Eu tinha uns 15 anos talvez, mas, bebia suas palavras, pois elas vinham do coração, da sua admiração pelo Senhor, embora a embalagem fosse tão rude!
É fato, Rubem, muitos hoje somente correm atrás dos “cultos show” e esquecem de receber os enviados do Senhor porque somente olham para o exterior e fazem julgamentos antecipados.
Mariano Marques
Sim, amigo Rubem! Precisamos, contemplar e praticar,todos os dias, a lição do lava-pés. Como liderados, para aprender a nos deixar servir pelo Senhor por intermédio daqueles que Ele nos envia. Como líderes, para imitar o Mestre no servir àqueles sob nossa liderança, a começar pela nossa casa, nossa família.

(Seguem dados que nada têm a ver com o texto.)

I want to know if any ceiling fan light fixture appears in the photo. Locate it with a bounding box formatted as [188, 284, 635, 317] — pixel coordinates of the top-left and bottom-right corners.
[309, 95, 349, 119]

Está aí a essência relacional do Cristianismo autêntico!
Estou enviando seu texto para amigos.
Abração!
Rubem
Prezado Mariano:
Sim, a começar pela nossa casa. Esse é o nervo do dente, não?
Há braços.
Nelia LIns
Daniel, que coisa linda!Você com 15 anos ter este discernimento,este respeito,esta sede da verdade,reconhecendo o valor do grande Servo de Deus,como você mesmo disse – embora a embalagem fosse tão rude.
Achei lindo demais este testemunho.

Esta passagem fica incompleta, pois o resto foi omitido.